Needless to say, this movie is laden with an extremely thick and ambitious plot that is only smooth for casual fans who won't stare at a blank wall when the movie is over, trying to wrap their minds around the implications of the conclusion (as I did). In many ways, Days of Future Past seemed to be director Bryan Singer's way of discrediting the events of all the movies he didn't direct. At the very least the movie made a very zealous attempt to undo various plot lines that may have written them into corners. My mind is still reeling over everything that was "undone" by this movie, and it really created more questions than it answered. Chief among these questions is, does the Logan shown at the end of the movie have adamantium? Aka, did Weapon X even happen? Least of these questions is, how did Bolivar Trask go from being a middle-aged dwarfed white guy in 1973, to an average height middle-aged black man in 2006 (as shown in The Last Stand)?

For a movie that exists in the same universe as previous X-Men movies, this one is riddled with plot holes large enough to run the whole thing through. The last two movies featuring younger versions of the cast are neither reboot nor retelling-- they are pieces that don't fit their own puzzle. To be entirely fair, as a movie, it's really pretty good as long as you either have minimal to no knowledge of previous movies and events. The younger and older versions of the characters are at least consistent with themselves, especially Michael Fassbender's supremely convincing performance as a young Magneto. James McAvoy's young Charles Xavier is not exactly the regal Professor X that we know and love, but then it is amusing to imagine that Professor X wasn't born a stalwart schoolmaster. As a comic book movie, the action sequences are stylish and entertaining, Easter eggs abound without being too blatant, and in the end all is well. In fact, in the end, all is arguably more well than it has ever been at the conclusion of any X-Men movie. As a movie by itself, it's fully satisfying. As part of a series... well clearly there are some problems.

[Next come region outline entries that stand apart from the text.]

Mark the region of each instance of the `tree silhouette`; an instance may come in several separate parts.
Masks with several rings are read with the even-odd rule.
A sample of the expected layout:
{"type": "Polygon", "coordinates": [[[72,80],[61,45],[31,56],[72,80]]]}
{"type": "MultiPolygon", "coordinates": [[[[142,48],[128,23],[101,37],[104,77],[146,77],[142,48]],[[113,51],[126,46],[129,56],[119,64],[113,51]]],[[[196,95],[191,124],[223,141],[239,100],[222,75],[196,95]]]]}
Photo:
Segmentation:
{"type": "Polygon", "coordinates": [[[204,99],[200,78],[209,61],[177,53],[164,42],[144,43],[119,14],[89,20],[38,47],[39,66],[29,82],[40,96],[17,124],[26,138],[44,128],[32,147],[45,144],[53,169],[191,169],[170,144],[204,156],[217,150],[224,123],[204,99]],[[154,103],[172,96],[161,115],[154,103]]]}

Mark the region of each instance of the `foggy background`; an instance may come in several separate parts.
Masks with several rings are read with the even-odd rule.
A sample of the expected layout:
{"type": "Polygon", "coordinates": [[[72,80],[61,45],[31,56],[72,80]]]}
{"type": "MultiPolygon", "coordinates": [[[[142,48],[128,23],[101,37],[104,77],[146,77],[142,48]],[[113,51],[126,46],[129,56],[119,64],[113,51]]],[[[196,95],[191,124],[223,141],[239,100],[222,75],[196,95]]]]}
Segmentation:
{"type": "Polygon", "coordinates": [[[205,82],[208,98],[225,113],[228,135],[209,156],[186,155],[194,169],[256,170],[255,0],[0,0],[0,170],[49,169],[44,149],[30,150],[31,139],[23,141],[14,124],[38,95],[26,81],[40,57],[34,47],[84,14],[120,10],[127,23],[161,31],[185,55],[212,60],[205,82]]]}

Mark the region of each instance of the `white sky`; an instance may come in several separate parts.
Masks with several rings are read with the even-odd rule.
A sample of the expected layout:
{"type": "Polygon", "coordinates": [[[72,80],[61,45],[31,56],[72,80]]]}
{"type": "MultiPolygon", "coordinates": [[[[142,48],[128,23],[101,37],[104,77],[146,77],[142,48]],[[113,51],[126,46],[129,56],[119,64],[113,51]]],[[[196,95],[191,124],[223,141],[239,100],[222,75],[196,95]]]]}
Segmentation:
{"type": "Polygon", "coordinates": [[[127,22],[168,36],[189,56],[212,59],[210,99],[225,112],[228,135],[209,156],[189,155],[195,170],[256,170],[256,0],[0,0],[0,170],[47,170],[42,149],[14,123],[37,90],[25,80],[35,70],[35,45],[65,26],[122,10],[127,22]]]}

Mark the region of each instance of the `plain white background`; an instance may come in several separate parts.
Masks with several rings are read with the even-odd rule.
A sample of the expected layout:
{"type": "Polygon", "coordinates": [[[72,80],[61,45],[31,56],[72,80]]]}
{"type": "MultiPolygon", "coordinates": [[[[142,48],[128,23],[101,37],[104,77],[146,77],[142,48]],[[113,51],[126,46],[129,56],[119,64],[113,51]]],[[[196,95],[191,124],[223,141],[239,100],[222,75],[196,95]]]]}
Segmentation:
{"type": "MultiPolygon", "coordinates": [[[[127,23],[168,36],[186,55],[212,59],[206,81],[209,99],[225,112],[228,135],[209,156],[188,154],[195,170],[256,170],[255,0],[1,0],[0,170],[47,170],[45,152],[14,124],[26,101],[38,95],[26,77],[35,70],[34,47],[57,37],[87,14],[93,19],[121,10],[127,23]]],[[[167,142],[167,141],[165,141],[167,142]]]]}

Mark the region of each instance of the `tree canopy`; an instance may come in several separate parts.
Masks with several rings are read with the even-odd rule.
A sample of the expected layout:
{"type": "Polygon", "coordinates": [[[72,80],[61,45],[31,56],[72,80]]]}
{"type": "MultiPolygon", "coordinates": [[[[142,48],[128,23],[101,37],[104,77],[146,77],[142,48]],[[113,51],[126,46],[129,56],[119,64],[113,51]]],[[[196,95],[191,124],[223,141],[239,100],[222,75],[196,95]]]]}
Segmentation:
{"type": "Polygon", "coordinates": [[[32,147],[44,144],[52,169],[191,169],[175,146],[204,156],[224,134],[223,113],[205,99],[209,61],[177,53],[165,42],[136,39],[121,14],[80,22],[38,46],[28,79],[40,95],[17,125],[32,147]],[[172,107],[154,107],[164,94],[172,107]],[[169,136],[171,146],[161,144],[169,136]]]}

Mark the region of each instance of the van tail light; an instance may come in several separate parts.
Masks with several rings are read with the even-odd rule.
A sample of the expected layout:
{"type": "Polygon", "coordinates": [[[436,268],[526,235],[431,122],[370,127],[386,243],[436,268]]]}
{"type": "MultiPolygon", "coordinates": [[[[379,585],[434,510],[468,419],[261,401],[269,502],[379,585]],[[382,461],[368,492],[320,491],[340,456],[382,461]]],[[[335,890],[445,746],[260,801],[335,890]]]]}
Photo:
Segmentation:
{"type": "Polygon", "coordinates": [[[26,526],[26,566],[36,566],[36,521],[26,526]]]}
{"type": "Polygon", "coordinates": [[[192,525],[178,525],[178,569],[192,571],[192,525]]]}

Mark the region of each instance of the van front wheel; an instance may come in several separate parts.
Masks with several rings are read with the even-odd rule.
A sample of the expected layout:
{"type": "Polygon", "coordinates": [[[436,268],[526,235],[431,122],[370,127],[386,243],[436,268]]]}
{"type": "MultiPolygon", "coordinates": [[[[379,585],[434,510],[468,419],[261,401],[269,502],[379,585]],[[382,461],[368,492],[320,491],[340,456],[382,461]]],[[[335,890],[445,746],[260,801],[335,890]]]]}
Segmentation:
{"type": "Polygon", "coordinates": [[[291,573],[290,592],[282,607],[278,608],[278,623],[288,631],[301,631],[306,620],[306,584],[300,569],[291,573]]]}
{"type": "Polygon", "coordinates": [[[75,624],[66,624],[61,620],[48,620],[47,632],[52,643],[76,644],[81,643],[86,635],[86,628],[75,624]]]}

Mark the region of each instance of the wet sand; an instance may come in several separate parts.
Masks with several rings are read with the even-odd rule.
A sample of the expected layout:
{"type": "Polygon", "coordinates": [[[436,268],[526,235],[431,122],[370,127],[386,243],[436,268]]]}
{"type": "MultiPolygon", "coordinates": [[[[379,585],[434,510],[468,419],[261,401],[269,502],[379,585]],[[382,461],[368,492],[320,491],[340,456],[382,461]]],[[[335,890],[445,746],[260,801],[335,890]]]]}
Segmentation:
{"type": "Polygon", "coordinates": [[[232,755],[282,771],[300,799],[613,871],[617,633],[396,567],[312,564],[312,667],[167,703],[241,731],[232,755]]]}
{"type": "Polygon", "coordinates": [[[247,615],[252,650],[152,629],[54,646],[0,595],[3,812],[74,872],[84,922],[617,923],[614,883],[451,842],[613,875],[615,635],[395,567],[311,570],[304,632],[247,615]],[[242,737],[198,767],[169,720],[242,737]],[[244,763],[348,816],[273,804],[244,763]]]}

The hardest thing to swallow about the whole movie is how much history has now been erased, and all the complications this creates. We don't know if Logan ever participated in Weapon X, if Dark Phoenix still lays dormant in Jean, what became of Magneto and Mystique, or any number of other things. And judging by current rumors about future movies, we won't know. Instead, we're asked to just accept that everything after 1973 was rewritten into a book we will never read, and be content that we've seen the last page.